I also assessed how blue carbon is currently managed in Indonesia, particularly in terms of governance. I also created a stakeholder map to identify who the main actors are for enabling blue carbon credits in Indonesia, so that future interventions and resources can be allocated efficiently. I read through several Indonesian regulatory products and articles to identify mandates and rights of several ministries and institutions to score its level of authority and interest, followed by discussion with various stakeholder across government institutions in Indonesia. Based on this scoring, I grouped the stakeholders into four categories: key player, keep informed, keep satisfied, and minimal effort.

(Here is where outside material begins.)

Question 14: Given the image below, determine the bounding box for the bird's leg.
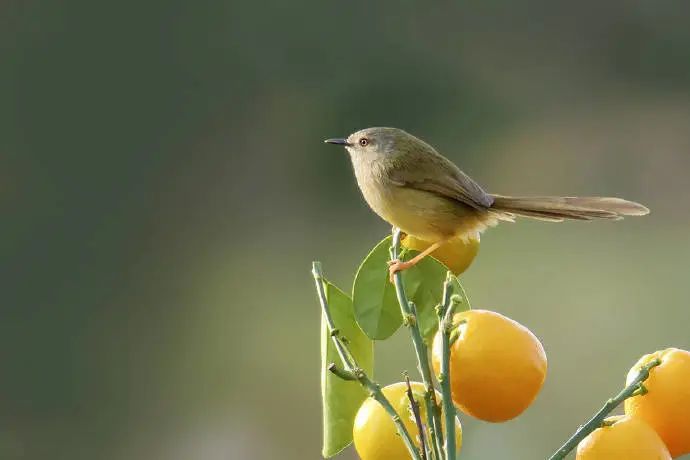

Lastly, I wanted to learn from an established national carbon credit scheme. Australia has a carbon credit scheme which has been running since 2011 and this scheme has an approved methodology for blue carbon, and one of the experts involved in its development was just downstairs!

I have managed to generate several recommendations which I hope could be followed up by relevant Indonesian authorities. I hope my project can inform the Indonesian Blue Carbon Strategy Framework, which ultimately could coordinate Indonesian blue carbon management across stakeholders to achieve our national development goal.

Program Overview

The program itself is semi-structured. Participants have to plan a project and work independently to complete it. Such work pattern is a break from my daily routine as a bureaucrat which tasks are usually delegated to me on a daily basis. While the program allows us to work freely, approaching the end of the program a routine meeting was held to track progress of our project. Mat and I also agreed to have weekly meetings where we would discuss any roadblocks or issues. These meetings helped keep me on track of the project, because often after hours of reading, talking and writing I felt that I went astray from my planned direction, but when preparing for the meeting, I reflected on what I had learned, and the discussion help guide what to do next.

In this program, we are also expected to work with collaborators. The collaborator system I think is a great idea. It allows me to work with experts, and since my project requires a multidisciplinary perspective, I got to work with experts across various fields, including science, policy, and business. During the program we had many discussions, and we even held a mini webinar on global carbon market (thanks to Veda and Pollination team). In this occasion, I would like to thank Pak Mat, Pak Tony, Bu Frida, Bu Veda, Bimo, and Sandy, my collaborators who helped me to navigate the complexities of blue carbon and carbon market mechanism.

Mussa (my housemate) and I on our last day in Perth

I also learned a lot from Mussa, Mir, Tai, and Upal (fellow ECP participants) and Sundy (visiting the Hub from Mauritius) in our daily interactions and from their projects. Not only science stuff, but also culture and delicious foods, among others. We also interacted with CSIRO staff in occasional gatherings. They are very welcoming and keen to share their knowledge. We also had some events, including an ‘R’ data management workshop and Rotto trip which gave us a break from our projects.

A Quokka and I during our day trip to Rottnest Island, WA

I was lucky to meet Mbak Ayu, an Indonesian PhD student who introduced me to the Indonesian community in Perth (and gave me many blue carbon science insights) which provided me with a slice of home during my two months stay. The freedom of the program also enabled me to join some of their weekend events including Indonesia’s independence-day celebration at UWA campus ground.

All in all, the IORA Early Career Visiting Professionals program was an unforgettable experience for me. Settling in was comfortable, I learned a lot, gained many experiences and I got to know so many people. I am grateful to be part of the program, and I want to thank Mat, Mark, and Lauren and everyone involved in this program.